Freeman celebrates 400th patient helped by new diagnostic instrument
Nov. 17—Patricia Herrera, a mother of six who lives in Baxter Springs, was in shock after visiting a doctor not too long ago.
She could feel fluid bubbling in her lungs when she took deep breaths, and the problem was getting worse, so she visited her doctor and her original diagnosis was a shock — stage 4 lung cancer according to a doctor looking at a PET scan of her lungs.
The doctor had seen a dark spot deep in her lungs that was presumed to be cancer.
"I was in a dark place," Herrera said. "The diagnosis of cancer definitely puts you in a dark place, and it changes the perspective you get in life. It's just different."
Desperate for a second opinion, Herrera followed the advice of a friend and contacted Dr. Grant Pierson, pulmonary critical care and sleep medicine specialist at Freeman Hospital West.

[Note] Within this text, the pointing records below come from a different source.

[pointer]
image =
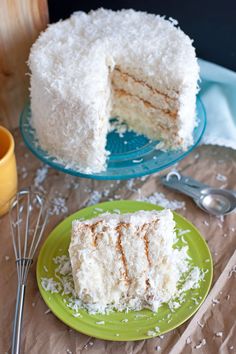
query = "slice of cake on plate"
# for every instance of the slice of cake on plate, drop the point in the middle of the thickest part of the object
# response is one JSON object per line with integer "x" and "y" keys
{"x": 125, "y": 261}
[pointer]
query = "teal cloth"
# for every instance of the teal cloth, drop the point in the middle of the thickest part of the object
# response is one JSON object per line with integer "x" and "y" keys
{"x": 218, "y": 93}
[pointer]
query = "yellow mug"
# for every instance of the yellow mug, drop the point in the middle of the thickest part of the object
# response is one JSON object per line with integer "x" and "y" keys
{"x": 8, "y": 172}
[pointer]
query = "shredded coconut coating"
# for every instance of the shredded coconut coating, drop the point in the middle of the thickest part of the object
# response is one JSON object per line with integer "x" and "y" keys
{"x": 126, "y": 261}
{"x": 71, "y": 64}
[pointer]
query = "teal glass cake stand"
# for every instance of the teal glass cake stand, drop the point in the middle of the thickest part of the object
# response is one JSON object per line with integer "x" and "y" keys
{"x": 131, "y": 155}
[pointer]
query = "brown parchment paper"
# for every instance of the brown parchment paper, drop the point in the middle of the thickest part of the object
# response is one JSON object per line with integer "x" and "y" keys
{"x": 212, "y": 329}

Herrera was in luck. In 2021, Freeman had purchased a new diagnostic machine called the Monarch, which uses a tiny camera with a light and instruments that can probe the tiny passageways inside a patient's lungs.
Herrera was the 400th patient to undergo the Monarch procedure. That's why she was back at Freeman with Pierson and Freeman President Paula Baker on Wednesday as they celebrated the milestone.

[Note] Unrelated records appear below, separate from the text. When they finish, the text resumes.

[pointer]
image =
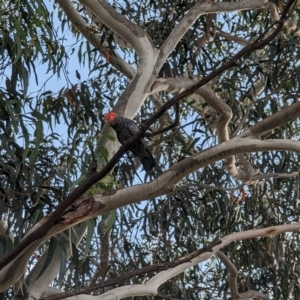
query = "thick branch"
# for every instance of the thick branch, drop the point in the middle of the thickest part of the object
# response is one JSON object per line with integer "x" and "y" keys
{"x": 55, "y": 217}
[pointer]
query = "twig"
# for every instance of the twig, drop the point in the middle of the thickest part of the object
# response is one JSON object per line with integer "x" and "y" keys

Herrera said for her the procedure was painless and that she was able to leave the hospital that day.
"I don't want to talk like it was nothing," she said. "First off, it was a scary situation in itself, so really all I was thinking about was being OK. The Monarch just made it easier compared to the other scopes that could possibly damage the lungs or throat. I was put out, a tube was put in my lungs, they looked around and took stuff out, and they could do it all right there together. I think that's what was really beneficial. Then I woke up from anesthetic and went home. There was no recovery time whatsoever."
Pierson said his diagnosis was a condition that needed to be monitored, but it was not lung cancer.

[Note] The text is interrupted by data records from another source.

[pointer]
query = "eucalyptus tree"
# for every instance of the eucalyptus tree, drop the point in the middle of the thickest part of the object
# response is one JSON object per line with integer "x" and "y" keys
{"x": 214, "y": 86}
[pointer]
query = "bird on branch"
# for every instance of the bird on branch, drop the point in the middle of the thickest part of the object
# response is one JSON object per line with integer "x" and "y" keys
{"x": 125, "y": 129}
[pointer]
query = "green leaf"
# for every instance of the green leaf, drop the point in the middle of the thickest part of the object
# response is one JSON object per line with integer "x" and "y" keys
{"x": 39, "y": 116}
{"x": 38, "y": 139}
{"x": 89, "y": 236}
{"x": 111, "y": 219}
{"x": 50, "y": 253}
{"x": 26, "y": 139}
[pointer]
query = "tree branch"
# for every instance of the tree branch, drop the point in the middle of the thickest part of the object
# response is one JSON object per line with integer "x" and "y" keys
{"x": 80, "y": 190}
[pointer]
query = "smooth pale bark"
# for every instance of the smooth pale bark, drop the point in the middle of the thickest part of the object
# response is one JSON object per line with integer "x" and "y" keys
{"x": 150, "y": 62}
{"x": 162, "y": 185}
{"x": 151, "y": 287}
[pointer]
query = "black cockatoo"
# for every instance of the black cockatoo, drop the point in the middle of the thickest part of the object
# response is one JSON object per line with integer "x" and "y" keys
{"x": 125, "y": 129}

"She had an atypical bacterial infection," Pierson said. "They call them nontuberculous mycobacteria. It's not transmissible. It's not contagious. A lot of us have these bacteria in our lungs. We tend to clear them out by coughing, or it doesn't cause us problems. In her situation, it ended up causing some nodules and irregularities in her lung tissue that looked positive on a CAT scan and on a PET scan."
Pierson said Auris Health's Monarch platform enables physicians to reach tiny, hard-to-reach peripheral lung nodules with greater precision than ever before — detecting lung cancers at the earliest possible stages.
The machine does this by combining robotics, micro-instrumentation, small cameras and tools into a single system that in some ways resembles a video game system, complete with controllers and monitors.
"We are excited about the promise of this technology to offer a more hopeful future for our patients with lung cancer," Pierson said. "I foresee being able to biopsy a nodule for diagnosis and then initiate treatment even before a patient walks out the door.
"With Monarch, I was able to get deeper into her lung, biopsy multiple different sites with confidence and accuracy. The right tool in the right hands can truly change the world of lung cancer, and I think that's what Monarch is doing."
To Herrera's relief, the biopsy showed no malignancy.
"Dr. Pierson never made me feel like I was just a patient," she said. "He would keep me updated on any changes or diagnosis. He's a superhero in my eyes."